The report also found that five times more people were transported from private homes than public spaces, which councilmembers said cast doubt on the mayor’s claims that the initiative mainly helps those dealing with mental illness in places like the subway. And the data showed significant racial disparities: 54% of people transported last year were Black, even though Black New Yorkers make up only 23% of the city’s overall population.

The Council cautioned that the program’s efficacy is hard to fully assess as the administration did not provide some key data on locations and hospital admissions.

“The number of transports is not equivalent to the number of people transported, because there is no tracking of whether the same individual has been involuntarily transported multiple times,” the report noted.

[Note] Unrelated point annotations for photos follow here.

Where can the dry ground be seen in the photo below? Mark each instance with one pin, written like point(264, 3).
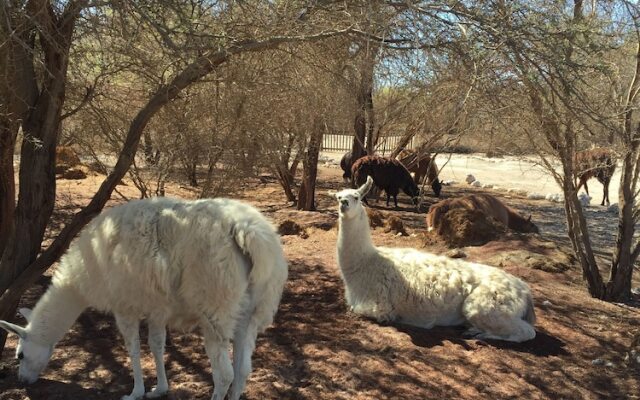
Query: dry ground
point(318, 350)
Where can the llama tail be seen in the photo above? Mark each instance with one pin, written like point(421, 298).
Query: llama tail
point(269, 270)
point(529, 313)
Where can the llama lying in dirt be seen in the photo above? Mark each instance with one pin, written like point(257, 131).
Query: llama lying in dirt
point(425, 290)
point(217, 264)
point(489, 205)
point(388, 174)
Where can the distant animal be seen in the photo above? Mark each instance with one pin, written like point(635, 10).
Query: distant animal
point(388, 174)
point(345, 163)
point(599, 163)
point(423, 289)
point(489, 205)
point(217, 264)
point(421, 164)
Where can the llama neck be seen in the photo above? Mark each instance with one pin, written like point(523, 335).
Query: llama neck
point(354, 240)
point(54, 314)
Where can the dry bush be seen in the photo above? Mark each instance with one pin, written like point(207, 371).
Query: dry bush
point(395, 225)
point(461, 227)
point(376, 218)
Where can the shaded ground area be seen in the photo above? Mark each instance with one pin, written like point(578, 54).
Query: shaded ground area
point(317, 349)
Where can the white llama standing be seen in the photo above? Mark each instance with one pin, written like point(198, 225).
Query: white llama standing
point(217, 264)
point(425, 290)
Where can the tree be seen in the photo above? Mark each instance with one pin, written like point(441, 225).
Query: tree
point(40, 36)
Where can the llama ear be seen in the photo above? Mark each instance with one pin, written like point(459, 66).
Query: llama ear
point(364, 189)
point(26, 313)
point(12, 328)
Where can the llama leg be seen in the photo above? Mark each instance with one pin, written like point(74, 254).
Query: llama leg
point(217, 347)
point(130, 329)
point(605, 194)
point(157, 340)
point(491, 321)
point(244, 342)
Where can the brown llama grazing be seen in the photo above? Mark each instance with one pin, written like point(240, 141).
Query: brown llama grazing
point(388, 174)
point(421, 165)
point(599, 163)
point(488, 205)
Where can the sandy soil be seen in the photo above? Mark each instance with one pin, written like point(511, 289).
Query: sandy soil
point(318, 350)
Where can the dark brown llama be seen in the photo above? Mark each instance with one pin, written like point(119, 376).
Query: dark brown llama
point(599, 163)
point(421, 165)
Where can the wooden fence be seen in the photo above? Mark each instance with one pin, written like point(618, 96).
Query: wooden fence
point(340, 142)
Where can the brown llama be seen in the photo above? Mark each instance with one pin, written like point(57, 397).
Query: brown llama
point(421, 164)
point(599, 163)
point(489, 205)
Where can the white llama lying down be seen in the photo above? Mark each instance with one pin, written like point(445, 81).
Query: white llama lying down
point(426, 290)
point(217, 264)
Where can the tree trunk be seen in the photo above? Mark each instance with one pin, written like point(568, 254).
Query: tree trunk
point(7, 181)
point(306, 195)
point(619, 283)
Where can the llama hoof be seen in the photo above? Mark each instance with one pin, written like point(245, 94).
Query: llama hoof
point(471, 333)
point(133, 396)
point(156, 392)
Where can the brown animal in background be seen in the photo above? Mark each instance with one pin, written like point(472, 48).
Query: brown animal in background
point(599, 163)
point(421, 165)
point(487, 204)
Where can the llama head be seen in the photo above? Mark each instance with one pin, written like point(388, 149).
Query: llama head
point(436, 185)
point(33, 356)
point(349, 199)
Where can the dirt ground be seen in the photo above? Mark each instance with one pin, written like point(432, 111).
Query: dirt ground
point(316, 349)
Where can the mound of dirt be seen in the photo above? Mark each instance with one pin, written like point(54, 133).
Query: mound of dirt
point(461, 227)
point(554, 261)
point(376, 218)
point(289, 227)
point(395, 225)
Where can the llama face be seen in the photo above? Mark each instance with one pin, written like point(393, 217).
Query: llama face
point(348, 202)
point(33, 356)
point(349, 199)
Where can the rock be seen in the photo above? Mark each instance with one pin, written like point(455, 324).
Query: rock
point(553, 261)
point(76, 172)
point(461, 227)
point(67, 155)
point(456, 253)
point(584, 199)
point(289, 227)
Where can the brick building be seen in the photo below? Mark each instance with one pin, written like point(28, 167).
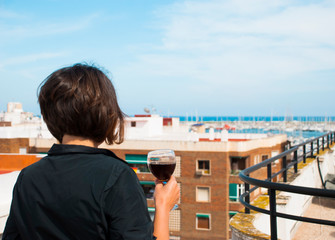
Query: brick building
point(206, 171)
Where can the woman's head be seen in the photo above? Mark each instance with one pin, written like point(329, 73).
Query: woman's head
point(80, 100)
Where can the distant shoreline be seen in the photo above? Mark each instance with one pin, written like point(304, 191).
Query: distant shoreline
point(255, 118)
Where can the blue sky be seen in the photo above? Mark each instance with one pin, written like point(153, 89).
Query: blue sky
point(210, 57)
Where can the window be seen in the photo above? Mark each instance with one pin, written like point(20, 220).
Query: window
point(232, 214)
point(204, 166)
point(237, 164)
point(148, 188)
point(235, 191)
point(151, 213)
point(203, 221)
point(138, 163)
point(203, 194)
point(23, 150)
point(256, 159)
point(174, 220)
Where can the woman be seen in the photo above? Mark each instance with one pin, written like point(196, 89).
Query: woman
point(80, 191)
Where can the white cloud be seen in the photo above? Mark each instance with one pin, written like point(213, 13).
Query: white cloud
point(216, 41)
point(24, 59)
point(30, 28)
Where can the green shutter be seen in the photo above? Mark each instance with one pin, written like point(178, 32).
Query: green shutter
point(136, 159)
point(232, 213)
point(151, 209)
point(233, 190)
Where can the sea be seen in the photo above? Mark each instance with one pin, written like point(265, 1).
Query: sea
point(257, 118)
point(295, 133)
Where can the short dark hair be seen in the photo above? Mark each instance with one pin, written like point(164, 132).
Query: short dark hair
point(80, 100)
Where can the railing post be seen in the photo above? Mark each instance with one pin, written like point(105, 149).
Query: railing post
point(304, 153)
point(269, 174)
point(247, 197)
point(285, 171)
point(273, 218)
point(296, 161)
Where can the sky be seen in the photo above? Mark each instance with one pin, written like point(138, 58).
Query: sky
point(209, 57)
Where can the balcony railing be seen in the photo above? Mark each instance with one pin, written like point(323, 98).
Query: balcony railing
point(308, 149)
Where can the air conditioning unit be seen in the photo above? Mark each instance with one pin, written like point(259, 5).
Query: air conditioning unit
point(199, 172)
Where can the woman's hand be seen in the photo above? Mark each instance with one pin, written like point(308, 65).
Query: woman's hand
point(166, 196)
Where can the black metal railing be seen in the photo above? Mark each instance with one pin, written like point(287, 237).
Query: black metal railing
point(296, 154)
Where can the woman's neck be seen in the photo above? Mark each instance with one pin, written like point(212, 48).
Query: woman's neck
point(75, 140)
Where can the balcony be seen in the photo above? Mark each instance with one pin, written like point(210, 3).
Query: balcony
point(298, 204)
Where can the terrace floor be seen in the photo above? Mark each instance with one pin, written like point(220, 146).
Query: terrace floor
point(323, 208)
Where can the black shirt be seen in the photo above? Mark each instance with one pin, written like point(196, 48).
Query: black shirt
point(78, 192)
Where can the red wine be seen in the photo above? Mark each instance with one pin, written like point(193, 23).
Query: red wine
point(162, 171)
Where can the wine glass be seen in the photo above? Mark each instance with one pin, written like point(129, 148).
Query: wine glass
point(162, 163)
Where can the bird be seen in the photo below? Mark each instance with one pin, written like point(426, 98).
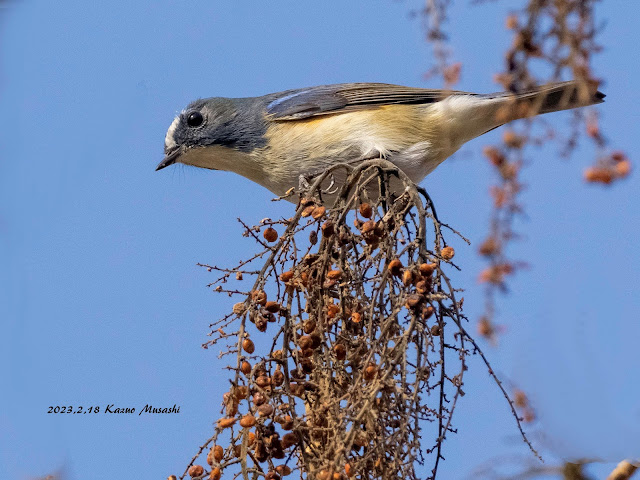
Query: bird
point(277, 139)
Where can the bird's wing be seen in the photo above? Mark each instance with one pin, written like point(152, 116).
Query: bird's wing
point(346, 97)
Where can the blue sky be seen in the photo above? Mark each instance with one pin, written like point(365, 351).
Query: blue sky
point(100, 298)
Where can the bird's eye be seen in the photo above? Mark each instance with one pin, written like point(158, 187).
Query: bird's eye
point(195, 119)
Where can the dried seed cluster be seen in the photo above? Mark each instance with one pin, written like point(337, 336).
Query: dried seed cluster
point(352, 372)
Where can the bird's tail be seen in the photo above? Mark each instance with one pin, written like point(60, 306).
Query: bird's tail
point(548, 98)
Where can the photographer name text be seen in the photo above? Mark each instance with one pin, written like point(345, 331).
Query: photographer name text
point(112, 408)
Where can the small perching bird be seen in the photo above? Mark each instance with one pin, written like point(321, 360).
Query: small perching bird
point(275, 139)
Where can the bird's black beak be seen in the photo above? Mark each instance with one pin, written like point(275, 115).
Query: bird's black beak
point(170, 158)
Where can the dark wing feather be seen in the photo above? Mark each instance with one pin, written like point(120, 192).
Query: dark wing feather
point(346, 97)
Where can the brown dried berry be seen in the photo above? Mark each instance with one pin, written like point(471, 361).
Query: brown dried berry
point(340, 351)
point(248, 346)
point(316, 340)
point(370, 372)
point(247, 421)
point(245, 367)
point(226, 422)
point(265, 410)
point(365, 210)
point(283, 470)
point(263, 381)
point(287, 423)
point(259, 398)
point(334, 274)
point(395, 267)
point(368, 227)
point(323, 475)
point(598, 175)
point(348, 469)
point(305, 342)
point(261, 323)
point(318, 212)
point(272, 307)
point(332, 310)
point(277, 378)
point(414, 301)
point(259, 297)
point(328, 229)
point(289, 439)
point(286, 276)
point(218, 453)
point(307, 211)
point(447, 253)
point(270, 234)
point(196, 470)
point(427, 268)
point(309, 326)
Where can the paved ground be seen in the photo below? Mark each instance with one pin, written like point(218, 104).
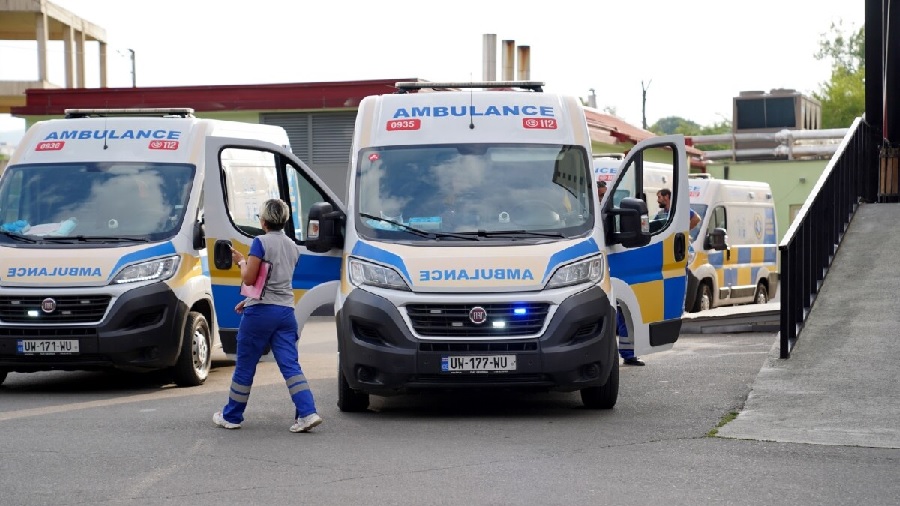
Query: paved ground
point(840, 385)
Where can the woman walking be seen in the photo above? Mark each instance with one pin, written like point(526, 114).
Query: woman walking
point(269, 321)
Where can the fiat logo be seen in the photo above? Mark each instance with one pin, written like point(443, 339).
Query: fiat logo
point(48, 305)
point(477, 315)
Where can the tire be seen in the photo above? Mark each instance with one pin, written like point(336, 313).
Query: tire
point(350, 400)
point(762, 294)
point(195, 359)
point(603, 397)
point(704, 298)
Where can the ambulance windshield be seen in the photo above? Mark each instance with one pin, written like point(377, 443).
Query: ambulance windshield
point(488, 190)
point(105, 200)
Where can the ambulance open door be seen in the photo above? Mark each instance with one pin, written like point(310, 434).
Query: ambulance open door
point(649, 281)
point(241, 175)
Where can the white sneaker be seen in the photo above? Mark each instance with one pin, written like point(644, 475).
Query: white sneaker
point(220, 420)
point(306, 423)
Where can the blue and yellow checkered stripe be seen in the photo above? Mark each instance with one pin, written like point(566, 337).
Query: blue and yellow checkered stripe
point(652, 270)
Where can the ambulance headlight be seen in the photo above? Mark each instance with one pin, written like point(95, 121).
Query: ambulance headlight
point(584, 271)
point(153, 270)
point(365, 273)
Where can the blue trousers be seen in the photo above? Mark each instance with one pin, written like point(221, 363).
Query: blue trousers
point(274, 326)
point(622, 331)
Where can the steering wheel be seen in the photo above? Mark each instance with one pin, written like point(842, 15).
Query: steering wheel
point(535, 212)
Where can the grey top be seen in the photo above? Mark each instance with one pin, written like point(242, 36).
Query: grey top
point(283, 253)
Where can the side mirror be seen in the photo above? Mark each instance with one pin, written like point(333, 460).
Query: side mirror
point(717, 240)
point(323, 231)
point(633, 222)
point(199, 235)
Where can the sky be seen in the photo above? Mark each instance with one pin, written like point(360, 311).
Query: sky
point(692, 57)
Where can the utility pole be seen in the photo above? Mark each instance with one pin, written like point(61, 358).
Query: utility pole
point(644, 103)
point(133, 70)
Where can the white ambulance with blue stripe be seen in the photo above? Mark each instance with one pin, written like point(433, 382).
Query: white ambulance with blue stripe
point(105, 219)
point(736, 244)
point(476, 254)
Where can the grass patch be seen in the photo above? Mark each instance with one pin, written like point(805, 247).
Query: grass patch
point(725, 419)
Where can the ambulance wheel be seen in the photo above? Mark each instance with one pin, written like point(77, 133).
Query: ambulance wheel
point(762, 294)
point(603, 397)
point(704, 298)
point(195, 359)
point(350, 400)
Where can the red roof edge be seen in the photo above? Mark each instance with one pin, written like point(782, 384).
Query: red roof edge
point(319, 95)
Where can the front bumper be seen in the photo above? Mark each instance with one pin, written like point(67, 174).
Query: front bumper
point(141, 331)
point(380, 355)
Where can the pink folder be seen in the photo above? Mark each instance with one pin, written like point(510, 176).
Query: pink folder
point(258, 289)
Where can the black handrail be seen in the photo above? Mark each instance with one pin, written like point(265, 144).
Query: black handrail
point(811, 242)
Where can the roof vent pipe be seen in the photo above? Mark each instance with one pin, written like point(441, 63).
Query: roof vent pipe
point(489, 57)
point(508, 59)
point(524, 63)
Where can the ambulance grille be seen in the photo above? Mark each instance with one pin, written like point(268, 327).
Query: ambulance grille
point(69, 309)
point(452, 320)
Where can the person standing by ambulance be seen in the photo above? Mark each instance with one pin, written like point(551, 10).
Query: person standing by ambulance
point(269, 321)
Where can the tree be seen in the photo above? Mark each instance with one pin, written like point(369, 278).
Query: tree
point(843, 98)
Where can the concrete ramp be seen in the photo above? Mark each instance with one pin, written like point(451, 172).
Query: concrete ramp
point(841, 385)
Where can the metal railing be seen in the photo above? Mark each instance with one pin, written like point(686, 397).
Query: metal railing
point(809, 246)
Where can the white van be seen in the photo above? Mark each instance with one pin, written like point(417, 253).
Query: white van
point(736, 244)
point(476, 254)
point(105, 218)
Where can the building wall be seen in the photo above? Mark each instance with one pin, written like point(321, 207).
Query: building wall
point(791, 182)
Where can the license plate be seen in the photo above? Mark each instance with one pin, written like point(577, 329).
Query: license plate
point(47, 346)
point(483, 363)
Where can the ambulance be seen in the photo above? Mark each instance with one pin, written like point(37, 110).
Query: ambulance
point(476, 254)
point(736, 244)
point(106, 221)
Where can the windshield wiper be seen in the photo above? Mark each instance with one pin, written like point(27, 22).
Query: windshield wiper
point(515, 234)
point(92, 238)
point(18, 237)
point(418, 231)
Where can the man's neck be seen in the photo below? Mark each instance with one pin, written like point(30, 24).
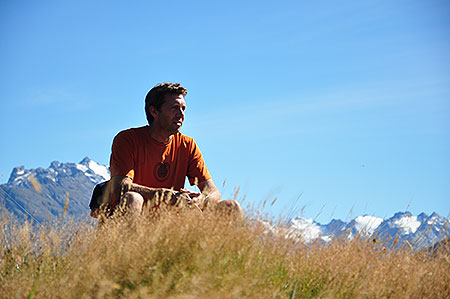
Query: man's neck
point(159, 135)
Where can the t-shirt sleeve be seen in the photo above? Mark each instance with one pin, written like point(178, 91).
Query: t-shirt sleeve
point(122, 155)
point(197, 171)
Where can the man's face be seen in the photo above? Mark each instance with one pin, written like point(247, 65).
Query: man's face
point(171, 115)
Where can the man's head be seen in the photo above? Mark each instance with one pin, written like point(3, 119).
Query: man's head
point(157, 96)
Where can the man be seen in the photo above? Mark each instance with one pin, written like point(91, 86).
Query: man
point(150, 163)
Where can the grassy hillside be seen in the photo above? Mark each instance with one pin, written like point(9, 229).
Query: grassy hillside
point(194, 255)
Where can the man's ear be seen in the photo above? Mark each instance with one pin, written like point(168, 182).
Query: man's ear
point(153, 111)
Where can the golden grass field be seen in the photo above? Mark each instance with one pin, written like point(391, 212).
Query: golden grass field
point(195, 255)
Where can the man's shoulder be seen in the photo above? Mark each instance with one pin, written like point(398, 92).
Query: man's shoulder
point(133, 132)
point(184, 139)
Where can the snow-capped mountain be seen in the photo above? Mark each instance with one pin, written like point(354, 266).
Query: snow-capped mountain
point(403, 228)
point(58, 171)
point(40, 194)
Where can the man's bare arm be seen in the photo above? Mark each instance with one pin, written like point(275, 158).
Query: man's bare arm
point(122, 184)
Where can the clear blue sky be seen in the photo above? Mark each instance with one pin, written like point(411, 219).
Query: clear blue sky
point(346, 103)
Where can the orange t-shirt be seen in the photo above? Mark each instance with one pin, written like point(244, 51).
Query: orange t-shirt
point(158, 165)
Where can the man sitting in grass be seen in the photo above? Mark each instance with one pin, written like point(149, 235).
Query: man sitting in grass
point(149, 164)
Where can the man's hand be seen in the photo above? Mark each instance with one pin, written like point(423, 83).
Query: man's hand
point(195, 198)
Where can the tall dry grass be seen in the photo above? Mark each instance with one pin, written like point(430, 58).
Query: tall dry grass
point(194, 255)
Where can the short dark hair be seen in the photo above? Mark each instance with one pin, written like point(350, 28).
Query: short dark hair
point(156, 96)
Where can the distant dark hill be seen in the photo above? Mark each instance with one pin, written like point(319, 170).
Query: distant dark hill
point(40, 194)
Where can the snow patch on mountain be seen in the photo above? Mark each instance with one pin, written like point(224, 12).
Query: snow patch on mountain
point(366, 225)
point(306, 228)
point(408, 224)
point(91, 169)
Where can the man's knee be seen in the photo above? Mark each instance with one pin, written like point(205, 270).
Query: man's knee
point(132, 202)
point(230, 207)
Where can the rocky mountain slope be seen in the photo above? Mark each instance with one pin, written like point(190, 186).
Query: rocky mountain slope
point(40, 194)
point(403, 228)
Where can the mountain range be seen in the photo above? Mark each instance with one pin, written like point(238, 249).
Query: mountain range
point(41, 195)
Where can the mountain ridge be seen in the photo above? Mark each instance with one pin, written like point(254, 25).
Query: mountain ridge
point(40, 194)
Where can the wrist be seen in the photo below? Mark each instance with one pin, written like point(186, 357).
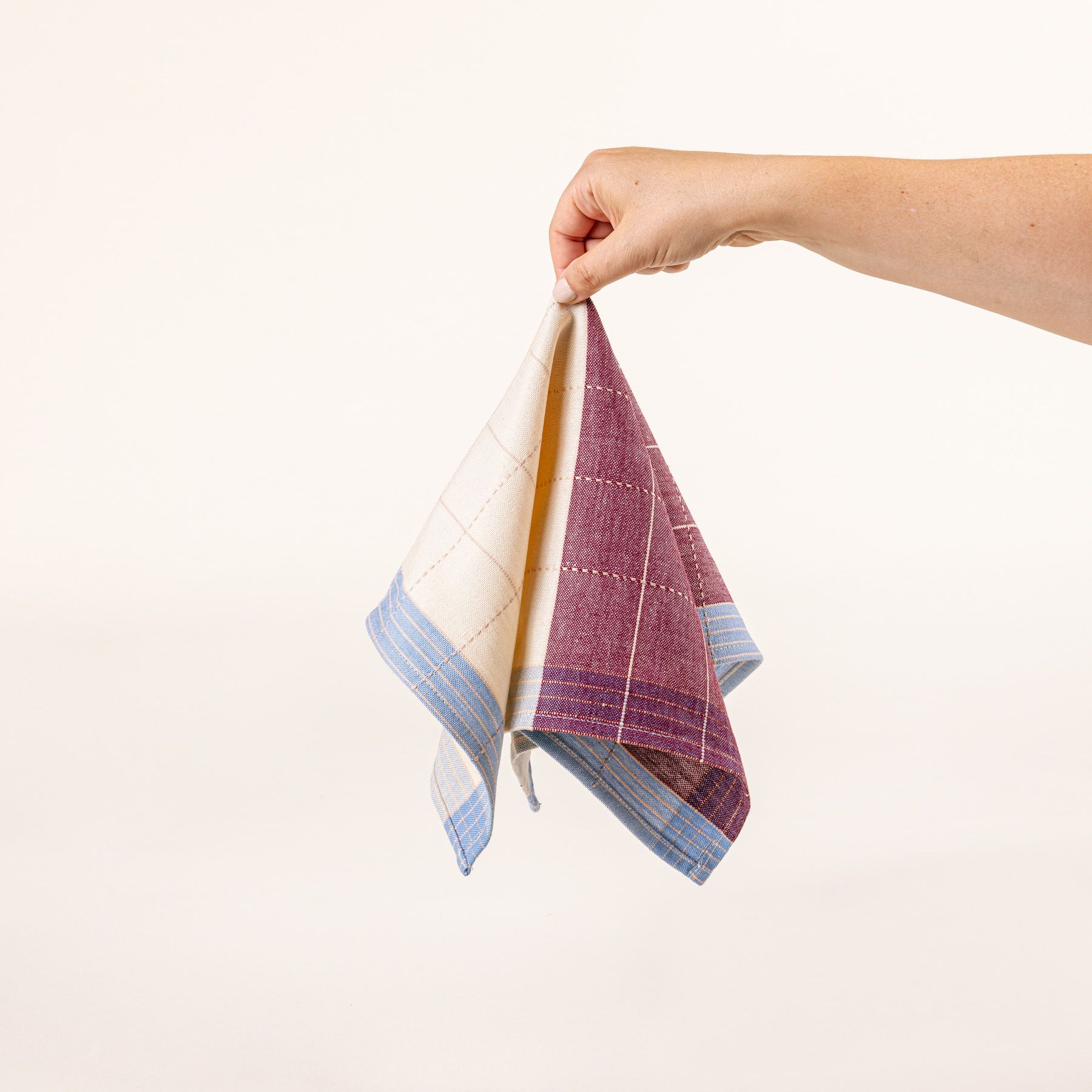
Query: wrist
point(790, 196)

Still, Adams defended the practice, arguing the racial disparities cited by the Council reflected the demographics of the city’s homeless population.

“We are not going to say, ‘Hey, this person needs to be involuntarily removed, but hold on, they’re Black, so we’re not going to do it, they're Hispanic, we're not going to do it, they're white, we're not going to do it,’” he said. “We're going to go where the issue is, and we're not going to play race politics. Where the services are, we're going to go to.”

The Council report recommended that the city invest more in intensive mobile treatment programs, transitional support programs, crisis respite centers and mental health clubhouses. At a separate Council hearing Monday, lawmakers called on the administration to speed up the work of intensive mobile treatment teams, which refer New Yorkers with serious mental illness to treatment and housing.